As well as the thematic dimension of the college students, there are also political and ideological layers, without which we would not understand the film’s metaphors. In the university space, the students’ behavior shows us that this generation is much too depoliticized and invests its time more in discussing how to organize a party to raise funds than to reflect on the reasons of the strike and occupation of the place. Inside, in Salta, the struggle of workers is related to the students who have more aggressive tactics, such as a hunger strike, but neither advances the dialectic of the relationship between the state and the workers. The third dimension that the character faces is the deepest, almost feudal Uruguay, where the peasants who worked on the farm for his father have not received their salaries for six months and display behavior bordering on savagery, at least if we employ an urban perspective.

If in the student environment the young boy – actually, he is not that young any longer, but is 25 years old – is a misplaced figure, and if in his father’s house we have no traces of his mother and if strangers have invaded his space, in the countryside this misplacement is more radical.
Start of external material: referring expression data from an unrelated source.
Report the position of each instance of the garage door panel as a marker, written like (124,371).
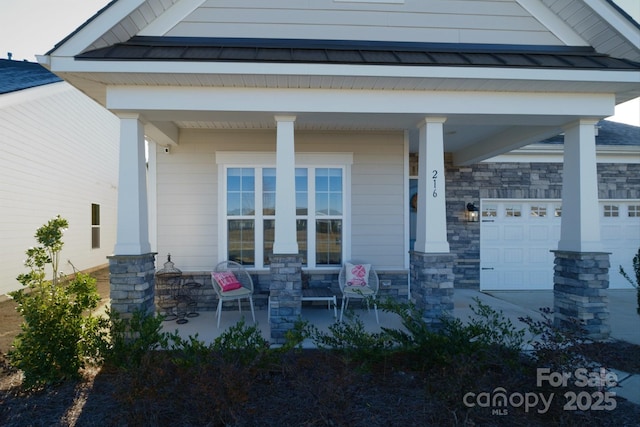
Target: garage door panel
(515,251)
(513,232)
(539,233)
(513,256)
(539,255)
(492,232)
(540,280)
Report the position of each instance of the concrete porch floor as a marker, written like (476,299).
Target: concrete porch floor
(624,321)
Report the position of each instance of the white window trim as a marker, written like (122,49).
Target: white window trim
(231,159)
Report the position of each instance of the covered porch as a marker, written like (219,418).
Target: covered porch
(214,125)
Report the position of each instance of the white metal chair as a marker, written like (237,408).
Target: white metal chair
(362,291)
(244,291)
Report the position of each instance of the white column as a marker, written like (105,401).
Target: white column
(580,226)
(285,241)
(133,222)
(431,221)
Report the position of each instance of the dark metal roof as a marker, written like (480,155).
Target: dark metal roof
(610,133)
(356,52)
(19,75)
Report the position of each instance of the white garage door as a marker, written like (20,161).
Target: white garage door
(516,237)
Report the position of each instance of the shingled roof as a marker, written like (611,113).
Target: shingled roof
(19,75)
(355,52)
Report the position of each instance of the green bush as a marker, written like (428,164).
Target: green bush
(131,338)
(59,335)
(636,284)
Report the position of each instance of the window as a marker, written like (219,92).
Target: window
(95,226)
(557,211)
(241,215)
(512,211)
(250,208)
(611,211)
(328,223)
(538,211)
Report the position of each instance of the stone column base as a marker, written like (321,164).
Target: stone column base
(285,296)
(432,285)
(581,280)
(132,279)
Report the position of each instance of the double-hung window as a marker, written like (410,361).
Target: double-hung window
(248,207)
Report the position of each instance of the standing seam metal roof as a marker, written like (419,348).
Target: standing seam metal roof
(356,52)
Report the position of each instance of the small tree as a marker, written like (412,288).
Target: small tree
(636,284)
(59,335)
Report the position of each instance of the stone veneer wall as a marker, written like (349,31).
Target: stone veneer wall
(581,280)
(132,283)
(513,181)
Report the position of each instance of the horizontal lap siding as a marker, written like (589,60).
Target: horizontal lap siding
(188,223)
(465,21)
(188,195)
(60,155)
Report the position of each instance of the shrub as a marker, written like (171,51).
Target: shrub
(556,347)
(133,337)
(636,284)
(59,335)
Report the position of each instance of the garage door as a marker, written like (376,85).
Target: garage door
(516,237)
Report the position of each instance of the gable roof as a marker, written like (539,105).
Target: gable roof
(601,23)
(355,52)
(20,75)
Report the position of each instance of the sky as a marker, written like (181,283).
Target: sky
(33,27)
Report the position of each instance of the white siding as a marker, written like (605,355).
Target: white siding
(450,21)
(188,223)
(59,155)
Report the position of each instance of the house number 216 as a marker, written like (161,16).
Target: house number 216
(435,182)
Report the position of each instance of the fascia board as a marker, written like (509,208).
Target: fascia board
(95,29)
(70,65)
(145,98)
(545,153)
(553,22)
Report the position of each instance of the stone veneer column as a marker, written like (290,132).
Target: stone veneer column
(132,280)
(432,285)
(580,287)
(285,297)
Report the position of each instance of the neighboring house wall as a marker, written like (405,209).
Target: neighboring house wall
(188,193)
(516,181)
(467,21)
(60,156)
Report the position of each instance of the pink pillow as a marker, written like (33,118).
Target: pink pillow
(358,274)
(227,281)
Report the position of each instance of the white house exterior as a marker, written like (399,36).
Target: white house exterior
(282,133)
(59,157)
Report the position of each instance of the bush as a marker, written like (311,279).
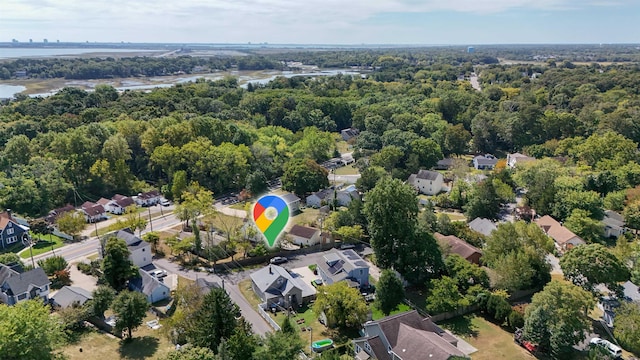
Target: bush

He simply does not understand the survival codes of the peasants and cannot assume the role of ”boss”. In the context of the field, with night scenes that suggest the atmosphere of a thriller, we see small allegories of a class struggle that seems anachronistic nowadays, but which nevertheless is there, alive and violent.

With fast and subtle references, the filmmaker Manuel Nieto Zas composes a portrait of a South American continent that is completely disoriented. It is certain that there is meaning in the mention that his father was a former Marxist and did not know how to deal with the logic of the field of economics. In extra-filmic information, it is worth remembering that Uruguay was considered the “Switzerland of South America” with an enviable standard of living and exhibiting a high level of intellectualism, that cultivated books as the most precious consumer good. However, this same country had – and still has – an economy based on farming, an indefensible paradox between sophisticated thinking and brutality in the killing of animals.

We do not see the father of the protagonist in the flesh, but we understand that their generation has not achieved a balance between ideas and actions. His legacy to humanity is a disabled son, someone who suffers from a disease that leaves him with slurred speech and tortured gestures. Ariel, who at the end also loses his latest girlfriend, his only sentimental bond with the world, is played by a non-professional actor, Felipe Dieste. His performance goes beyond verisimilitude, since he also suffers from the same handicap and we cannot believe that he had been randomly chosen for the role. The metaphor thus gains a new dimension.

The work of Manuel Nieto with this original screenplay and direction is praiseworthy. He studied Communication at Montevideo University and also worked in television. At the age of 40, he has participated in the successful project ”25 Watts” and has made one feature film previously, ”La Perrera” (2006). The force that he demonstrates in ”The Militant” makes him a very reliable promise.